Although Spotify isn’t being too precise about this feature this should still be enough for a data analysis. Ideally there would be another feature such as the number of streams per track, however, Spotify doesn’t share this information via their API at the moment.

An important thing to know about the popularity feature has also been explained in this SO post from 2013 from a user named Sascha:

“Spotify’s popularity is indeed based on the number of streams, but instead of total plays, it’s based on a short timeframe. This is why you’ll often see a more popular number on #1 on an artist profile that has less plays than the #2.

We have used the API number as a percentage in our Stream Popularity, giving people insight in the current popularity of their track. So keep in mind this is a number the can increase, but just as easily decrease.”

So basically, it represents the popularity of a track at a given moment. This explains also why it is changing from time to time as I could notice from my weekly data retrievals.

Since I started collecting data regularly in August 2018, I decided to include the following 3 data retrievals for my analysis:

  • 07th August 2018
  • 30th August 2018
  • 20th September 2018

Thanks to the supposed delay in the calculation of the popularity as mentioned by Spotify, this should cover the months of July, August and September pretty well so that I can market my analysis as the ‘most popular tracks of the summer 2018’.

For this, I loaded the 3 CSV files into Pandas dataframes and merged them into one single dataframe.
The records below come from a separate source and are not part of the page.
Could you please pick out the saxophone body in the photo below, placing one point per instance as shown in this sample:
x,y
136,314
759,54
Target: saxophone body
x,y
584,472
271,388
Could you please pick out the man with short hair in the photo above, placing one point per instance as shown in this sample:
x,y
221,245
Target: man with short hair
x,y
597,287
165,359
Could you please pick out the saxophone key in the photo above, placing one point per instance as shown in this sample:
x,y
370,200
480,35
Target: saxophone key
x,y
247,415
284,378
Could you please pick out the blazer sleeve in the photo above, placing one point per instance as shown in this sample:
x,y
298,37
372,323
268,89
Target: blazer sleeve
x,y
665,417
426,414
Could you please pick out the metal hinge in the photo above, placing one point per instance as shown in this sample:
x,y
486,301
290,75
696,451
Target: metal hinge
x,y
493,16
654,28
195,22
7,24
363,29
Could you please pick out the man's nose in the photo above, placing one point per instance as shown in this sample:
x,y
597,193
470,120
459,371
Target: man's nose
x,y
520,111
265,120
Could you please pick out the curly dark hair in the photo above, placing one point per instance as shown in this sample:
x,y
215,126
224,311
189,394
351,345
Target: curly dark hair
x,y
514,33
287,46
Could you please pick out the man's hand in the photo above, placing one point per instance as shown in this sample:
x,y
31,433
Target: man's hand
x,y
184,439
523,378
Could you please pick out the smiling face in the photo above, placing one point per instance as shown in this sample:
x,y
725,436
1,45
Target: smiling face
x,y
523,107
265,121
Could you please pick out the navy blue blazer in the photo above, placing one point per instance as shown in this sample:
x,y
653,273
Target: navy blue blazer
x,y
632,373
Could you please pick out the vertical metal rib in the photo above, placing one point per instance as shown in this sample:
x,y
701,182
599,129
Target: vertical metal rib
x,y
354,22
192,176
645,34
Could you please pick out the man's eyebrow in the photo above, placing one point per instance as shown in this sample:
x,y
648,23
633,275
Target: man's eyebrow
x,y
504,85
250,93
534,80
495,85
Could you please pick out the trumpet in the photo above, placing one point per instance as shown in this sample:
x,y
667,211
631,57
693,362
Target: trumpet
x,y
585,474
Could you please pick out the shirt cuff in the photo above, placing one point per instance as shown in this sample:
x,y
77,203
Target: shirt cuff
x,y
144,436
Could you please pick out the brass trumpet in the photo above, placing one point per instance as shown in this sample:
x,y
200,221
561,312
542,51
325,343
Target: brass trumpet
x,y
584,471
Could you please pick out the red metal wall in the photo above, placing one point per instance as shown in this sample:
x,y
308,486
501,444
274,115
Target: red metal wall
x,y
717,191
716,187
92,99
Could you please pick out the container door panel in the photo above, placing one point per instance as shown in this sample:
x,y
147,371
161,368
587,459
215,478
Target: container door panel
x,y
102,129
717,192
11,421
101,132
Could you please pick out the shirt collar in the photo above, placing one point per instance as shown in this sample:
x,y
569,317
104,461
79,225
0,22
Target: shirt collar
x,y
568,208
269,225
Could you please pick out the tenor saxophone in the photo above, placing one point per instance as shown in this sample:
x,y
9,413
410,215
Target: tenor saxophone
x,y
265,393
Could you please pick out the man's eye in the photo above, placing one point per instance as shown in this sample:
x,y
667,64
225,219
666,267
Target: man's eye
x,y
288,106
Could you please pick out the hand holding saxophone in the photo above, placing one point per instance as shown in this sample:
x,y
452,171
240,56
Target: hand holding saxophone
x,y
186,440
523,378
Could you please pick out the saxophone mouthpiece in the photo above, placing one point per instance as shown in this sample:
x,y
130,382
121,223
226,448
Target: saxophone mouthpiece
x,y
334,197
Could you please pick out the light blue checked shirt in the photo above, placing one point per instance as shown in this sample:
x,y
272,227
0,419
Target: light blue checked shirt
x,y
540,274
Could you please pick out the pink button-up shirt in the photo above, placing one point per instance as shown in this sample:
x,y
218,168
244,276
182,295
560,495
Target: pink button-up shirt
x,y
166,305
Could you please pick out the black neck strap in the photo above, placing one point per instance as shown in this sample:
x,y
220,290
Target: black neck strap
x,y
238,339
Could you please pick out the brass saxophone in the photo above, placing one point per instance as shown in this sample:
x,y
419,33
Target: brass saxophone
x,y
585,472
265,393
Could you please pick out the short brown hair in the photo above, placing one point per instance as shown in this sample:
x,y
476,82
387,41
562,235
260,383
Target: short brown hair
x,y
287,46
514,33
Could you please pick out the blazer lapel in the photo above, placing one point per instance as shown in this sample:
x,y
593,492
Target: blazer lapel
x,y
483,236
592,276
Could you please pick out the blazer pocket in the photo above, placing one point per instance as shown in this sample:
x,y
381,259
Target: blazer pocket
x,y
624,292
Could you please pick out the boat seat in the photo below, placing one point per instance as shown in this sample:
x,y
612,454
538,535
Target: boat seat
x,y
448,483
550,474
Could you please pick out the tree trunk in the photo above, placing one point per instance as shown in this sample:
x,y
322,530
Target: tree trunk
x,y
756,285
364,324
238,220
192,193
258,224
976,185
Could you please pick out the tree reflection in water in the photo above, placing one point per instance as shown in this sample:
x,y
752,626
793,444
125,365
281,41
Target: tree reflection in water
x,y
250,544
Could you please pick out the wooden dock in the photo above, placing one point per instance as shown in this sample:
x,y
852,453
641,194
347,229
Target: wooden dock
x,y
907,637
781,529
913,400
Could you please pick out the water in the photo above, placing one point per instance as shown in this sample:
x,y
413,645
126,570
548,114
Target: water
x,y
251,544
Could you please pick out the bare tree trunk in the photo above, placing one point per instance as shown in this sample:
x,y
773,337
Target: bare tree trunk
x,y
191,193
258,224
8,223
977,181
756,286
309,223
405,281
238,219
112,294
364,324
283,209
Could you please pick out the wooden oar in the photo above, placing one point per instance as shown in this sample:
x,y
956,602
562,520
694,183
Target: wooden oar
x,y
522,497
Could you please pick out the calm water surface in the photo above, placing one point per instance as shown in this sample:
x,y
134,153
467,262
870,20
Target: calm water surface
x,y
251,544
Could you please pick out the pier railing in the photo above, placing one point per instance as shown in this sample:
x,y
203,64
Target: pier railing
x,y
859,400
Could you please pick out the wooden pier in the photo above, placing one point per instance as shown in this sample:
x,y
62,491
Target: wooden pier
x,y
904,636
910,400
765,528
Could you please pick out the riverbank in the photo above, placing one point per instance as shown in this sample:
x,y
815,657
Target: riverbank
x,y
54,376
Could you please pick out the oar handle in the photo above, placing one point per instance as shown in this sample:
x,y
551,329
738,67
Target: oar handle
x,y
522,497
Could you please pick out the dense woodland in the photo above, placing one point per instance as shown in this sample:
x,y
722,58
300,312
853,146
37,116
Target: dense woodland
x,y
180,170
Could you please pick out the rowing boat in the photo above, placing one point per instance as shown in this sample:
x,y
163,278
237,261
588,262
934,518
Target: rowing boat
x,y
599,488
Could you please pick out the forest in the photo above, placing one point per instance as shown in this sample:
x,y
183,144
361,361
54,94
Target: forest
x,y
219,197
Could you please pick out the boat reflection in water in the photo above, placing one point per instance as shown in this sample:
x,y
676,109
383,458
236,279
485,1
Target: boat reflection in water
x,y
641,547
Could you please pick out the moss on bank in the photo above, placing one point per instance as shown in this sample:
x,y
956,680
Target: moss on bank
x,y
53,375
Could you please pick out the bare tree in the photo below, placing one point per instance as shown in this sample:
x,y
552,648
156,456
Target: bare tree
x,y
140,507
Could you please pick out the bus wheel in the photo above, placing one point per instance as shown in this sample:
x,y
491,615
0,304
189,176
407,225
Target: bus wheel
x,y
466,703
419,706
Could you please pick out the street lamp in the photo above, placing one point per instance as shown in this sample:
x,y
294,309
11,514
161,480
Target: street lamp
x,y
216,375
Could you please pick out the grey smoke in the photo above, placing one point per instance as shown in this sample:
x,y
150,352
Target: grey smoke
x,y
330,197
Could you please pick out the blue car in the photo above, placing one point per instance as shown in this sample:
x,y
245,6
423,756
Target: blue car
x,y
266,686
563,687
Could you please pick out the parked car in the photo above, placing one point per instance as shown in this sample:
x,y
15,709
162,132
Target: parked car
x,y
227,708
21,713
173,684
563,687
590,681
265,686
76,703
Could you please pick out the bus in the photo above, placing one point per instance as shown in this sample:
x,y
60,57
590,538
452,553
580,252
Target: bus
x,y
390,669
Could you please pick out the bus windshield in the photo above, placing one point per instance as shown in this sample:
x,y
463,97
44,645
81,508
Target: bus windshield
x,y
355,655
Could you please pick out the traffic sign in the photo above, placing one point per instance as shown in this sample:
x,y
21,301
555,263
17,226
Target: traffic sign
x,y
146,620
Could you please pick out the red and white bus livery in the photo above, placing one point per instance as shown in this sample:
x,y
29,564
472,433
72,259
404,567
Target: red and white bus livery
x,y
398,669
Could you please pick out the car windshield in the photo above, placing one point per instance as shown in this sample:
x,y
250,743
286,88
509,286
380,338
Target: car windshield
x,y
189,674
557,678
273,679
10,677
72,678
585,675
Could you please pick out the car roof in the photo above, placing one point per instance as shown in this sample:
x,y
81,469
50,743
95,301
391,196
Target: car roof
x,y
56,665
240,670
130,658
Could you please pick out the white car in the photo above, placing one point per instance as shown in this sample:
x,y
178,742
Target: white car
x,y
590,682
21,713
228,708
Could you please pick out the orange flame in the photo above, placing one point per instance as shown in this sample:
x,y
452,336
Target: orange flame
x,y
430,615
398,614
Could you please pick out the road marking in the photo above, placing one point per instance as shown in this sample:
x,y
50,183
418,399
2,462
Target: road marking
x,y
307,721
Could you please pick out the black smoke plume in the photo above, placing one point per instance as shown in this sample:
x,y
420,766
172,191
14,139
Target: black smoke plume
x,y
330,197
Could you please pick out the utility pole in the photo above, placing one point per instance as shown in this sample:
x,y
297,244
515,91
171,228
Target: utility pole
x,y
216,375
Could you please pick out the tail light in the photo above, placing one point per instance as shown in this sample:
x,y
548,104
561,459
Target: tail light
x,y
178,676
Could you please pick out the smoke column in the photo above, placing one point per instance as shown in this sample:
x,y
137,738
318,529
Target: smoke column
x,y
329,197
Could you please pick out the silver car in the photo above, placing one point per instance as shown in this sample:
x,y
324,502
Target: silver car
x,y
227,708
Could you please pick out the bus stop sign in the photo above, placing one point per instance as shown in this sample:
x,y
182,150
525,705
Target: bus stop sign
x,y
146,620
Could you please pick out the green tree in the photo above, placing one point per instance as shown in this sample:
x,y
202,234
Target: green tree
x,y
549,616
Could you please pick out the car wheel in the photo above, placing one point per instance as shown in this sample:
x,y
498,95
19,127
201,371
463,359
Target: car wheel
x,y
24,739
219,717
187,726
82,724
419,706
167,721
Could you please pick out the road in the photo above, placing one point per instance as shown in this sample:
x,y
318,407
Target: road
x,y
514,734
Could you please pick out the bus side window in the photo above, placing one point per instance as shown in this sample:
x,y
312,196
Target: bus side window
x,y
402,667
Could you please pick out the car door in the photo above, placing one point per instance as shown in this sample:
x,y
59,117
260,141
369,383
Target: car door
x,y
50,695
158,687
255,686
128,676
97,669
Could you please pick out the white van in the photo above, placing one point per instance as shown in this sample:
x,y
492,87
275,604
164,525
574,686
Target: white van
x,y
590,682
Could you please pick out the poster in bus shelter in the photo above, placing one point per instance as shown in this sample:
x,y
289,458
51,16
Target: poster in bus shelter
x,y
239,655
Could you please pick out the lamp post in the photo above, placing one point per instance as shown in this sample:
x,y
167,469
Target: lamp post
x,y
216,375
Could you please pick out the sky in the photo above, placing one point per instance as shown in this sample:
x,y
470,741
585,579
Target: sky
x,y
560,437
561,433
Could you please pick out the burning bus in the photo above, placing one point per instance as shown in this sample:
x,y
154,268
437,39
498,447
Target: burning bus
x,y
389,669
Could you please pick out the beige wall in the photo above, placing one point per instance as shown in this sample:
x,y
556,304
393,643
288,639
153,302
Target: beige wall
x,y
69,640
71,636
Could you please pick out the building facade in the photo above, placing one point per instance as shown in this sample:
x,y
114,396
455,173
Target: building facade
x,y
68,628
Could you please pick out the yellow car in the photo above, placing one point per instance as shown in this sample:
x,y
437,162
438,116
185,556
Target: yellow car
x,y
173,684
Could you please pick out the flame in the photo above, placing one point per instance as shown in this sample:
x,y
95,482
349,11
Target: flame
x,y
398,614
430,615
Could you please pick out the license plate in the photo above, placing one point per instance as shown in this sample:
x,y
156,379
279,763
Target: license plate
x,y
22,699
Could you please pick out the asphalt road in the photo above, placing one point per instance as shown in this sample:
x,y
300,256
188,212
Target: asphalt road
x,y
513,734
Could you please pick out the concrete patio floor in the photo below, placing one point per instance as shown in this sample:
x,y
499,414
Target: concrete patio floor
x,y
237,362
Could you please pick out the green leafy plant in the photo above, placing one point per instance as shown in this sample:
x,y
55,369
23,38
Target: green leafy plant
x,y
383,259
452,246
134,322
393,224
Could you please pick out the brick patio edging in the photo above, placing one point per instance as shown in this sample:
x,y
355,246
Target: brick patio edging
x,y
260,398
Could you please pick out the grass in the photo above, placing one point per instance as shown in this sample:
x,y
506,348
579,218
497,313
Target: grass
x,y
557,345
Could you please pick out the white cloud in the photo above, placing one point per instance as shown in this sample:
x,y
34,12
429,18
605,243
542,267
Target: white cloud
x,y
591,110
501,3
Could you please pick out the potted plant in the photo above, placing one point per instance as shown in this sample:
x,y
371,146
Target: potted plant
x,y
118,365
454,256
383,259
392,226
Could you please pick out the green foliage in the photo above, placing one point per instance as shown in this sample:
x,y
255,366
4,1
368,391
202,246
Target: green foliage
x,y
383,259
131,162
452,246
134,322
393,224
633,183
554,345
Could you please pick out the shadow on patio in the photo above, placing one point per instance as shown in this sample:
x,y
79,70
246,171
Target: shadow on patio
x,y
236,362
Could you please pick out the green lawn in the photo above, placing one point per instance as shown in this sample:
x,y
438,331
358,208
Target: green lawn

By using an outer join as the merging method, the individual popularities were preserved:

# loop over dataframes and merge into one dataframe
# outer join in order to keep the popularity column from each file
for df_, files in zip(df_from_each_file, all_files): # all_files are here to provide the column suffix (0920,0830 etc)
    df = df.merge(df_, how='outer', on=merge_columns, suffixes=('',str(files)[-8:-4])

This was already the trickiest part of the whole data preparation phase for this analysis. After that, I calculated an overall popularity score as well as a mean popularity score.

The new dataframe sorted by the overall popularity score looks like this:

	artist_name	track_name	popularity	popularity_mean
3	Drake	        In My Feelings	300.0	        100.000000
4	XXXTENTACION	SAD!	        288.0	        96.000000
12	Cardi B	        I Like It	288.0	        96.000000
6	Tyga	        Taste (feat. Offset)	287.0	95.666667
10	Post Malone	Better Now	287.0	        95.666667

Semms like nothing comes close to Drake’s ‘In My Feelings’ when it comes to summer hits 2018.

Grouping the dataframe by artist reveals some more interesting insights such as the number of tracks per artist in the top 100:

	track_name
artist_name	
Drake	        5
XXXTENTACION	5
Travis Scott	5
Post Malone	5
Juice WRLD	3

Every good data analysis should also have some visualization. In this example, I visualized the individual popularity scores during the measurement period for the top 10 tracks. This is part of the visualization (check out the notebook file at the end of the article for a full view):

And that’s it for today! A decent amount of data was retrieved and analyzed to find out about the most popular tracks and artists of the summer 2018.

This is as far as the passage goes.